Relicten van mythisch bewustzijn in Russische volksliederen




Volksmuziek is in Nederland altijd al een ondergeschoven kindje geweest. Voor Russische volksmuziek geldt dit natuurlijk in nog sterkere mate; in de westerse slavistiek lijkt er nauwelijks enige serieuze aandacht aan de folklore te worden besteed en de publikaties die er zijn, zijn allemaal afkomstig uit de Sovjetunie. Dit laatste is niet verwonderlijk, want de attitude tegenover de eigen volksmuziek is een heel andere dan bij ons. De Russische volksmuziek is in de Sovjetunie onderwerp van diepgaande wetenschappelijke studies, een praktijk die terug gaat tot de tweede helft van de negentiende eeuw. Geen enkele Rus zal de invloed van de volksmuziek op de Russische componisten of op de grote Russische schrijvers ontkennen; met chauvinisme heeft dit overigens weinig te maken, in muziek en literatuur zijn de invloeden onmiskenbaar aanwezig. Volksmuziek lijkt nog steeds gemeengoed te zijn in de Sovjetunie; iedereeen kent wel enkele liederen uit het hoofd en volksmuziek is dagelijks te horen op radio en televisie.

De zangtradities hebben hun wortels op het platteland, waar nu helaas bijna niet meer gezongen wordt. De afkalving van de zangtradities was al met de industrialisering voor de revolutie begonnen en had als droevig sluitstuk de gedwongen collectivisatie van de landbouw onder Stalin die de feitelijke vernietiging van de boerencultuur betekende.

De Russische volksmuziek is even veelzijdig als gecompliceerd. De ongelooflijke hoeveelheid en verscheidenheid aan liederen begeleidden de mens bij alle gebeurtenissen van zijn leven: bij het zaaien en oogsten, bij het bessen of paddestoelen plukken in het bos, bij liefdesverdriet en bruiloften, maar ook bij ruzie met de geliefde, gedwongen uithuwelijking, leed en onderdrukking. Volksmuziek was de muziek van de boeren; veel thema's van liederen zijn verbonden met de landbouw en vooral in deze liederen zijn oeroude religieus-mythologische voorstellingen bewaard gebleven.

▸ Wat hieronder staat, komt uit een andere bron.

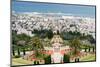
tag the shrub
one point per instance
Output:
(16, 56)
(48, 60)
(66, 58)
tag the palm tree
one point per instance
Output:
(75, 44)
(36, 45)
(22, 43)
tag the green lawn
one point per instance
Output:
(89, 57)
(20, 61)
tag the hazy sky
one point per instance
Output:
(53, 8)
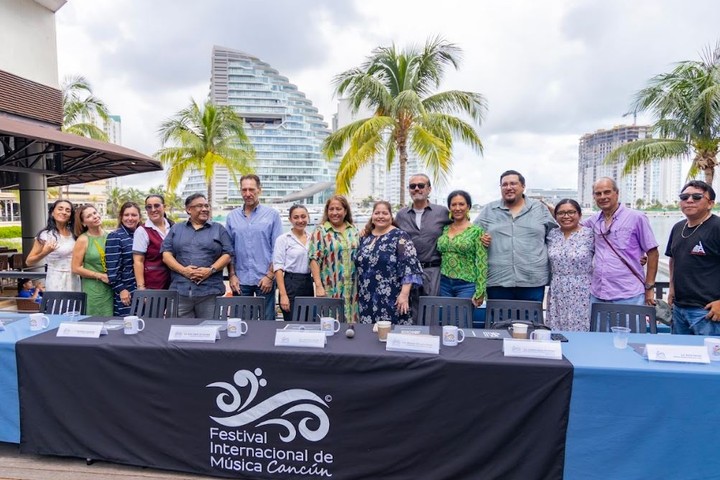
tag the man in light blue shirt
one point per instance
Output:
(254, 229)
(518, 267)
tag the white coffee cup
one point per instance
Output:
(518, 330)
(384, 327)
(133, 325)
(541, 335)
(452, 335)
(38, 321)
(329, 325)
(713, 346)
(236, 327)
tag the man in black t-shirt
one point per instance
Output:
(694, 251)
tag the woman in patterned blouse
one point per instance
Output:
(331, 250)
(463, 269)
(118, 255)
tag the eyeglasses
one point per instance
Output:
(695, 196)
(566, 213)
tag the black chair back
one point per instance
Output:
(310, 309)
(155, 303)
(446, 311)
(500, 313)
(638, 318)
(247, 308)
(57, 303)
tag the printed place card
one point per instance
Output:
(300, 338)
(81, 329)
(413, 342)
(677, 353)
(193, 333)
(513, 347)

Typerend voor de Russische volkspoëzie is het gestileerde taalgebruik dat zijn oorsprong heeft in de sterke tradities die het landleven kenmerkten en dus ook de volkszang. De traditie leverde de bouwstenen voor een lied: het epitheton, het verkleinwoord, de metafoor, de intrajectie (emotionele uitroepen), enzovoorts.

De traditie drukte haar stempel op ieder lied, maar dat betekent geenszins dat iedere individuele creativiteit bij voorbaat uitgesloten was! Veel liederen hebben zelfs sterk individuele trekken, ook al zijn ze op de traditie gebaseerd. Een andere karaktertrek van de volkspoëzie is de eenvoudige, om niet te zeggen elementaire manier waarop gevoelens worden verwoord, de boeren waren immers eenvoudige, ongeletterde mensen. Door dit gewone, traditionele taalgebruik ziet men gemakkelijk over het hoofd dat de ietwat onbeholpen geuite gevoelens niet minder diep zijn dan die, die in een verfijnde literaire vorm gegoten zijn. Maar wat de tekst soms (in onze ogen) te kort komt, wordt gecompenseerd in de uitgesproken lyrische melodieën die wellicht voor de Russische volksmuziek bovenal kenmerkend zijn.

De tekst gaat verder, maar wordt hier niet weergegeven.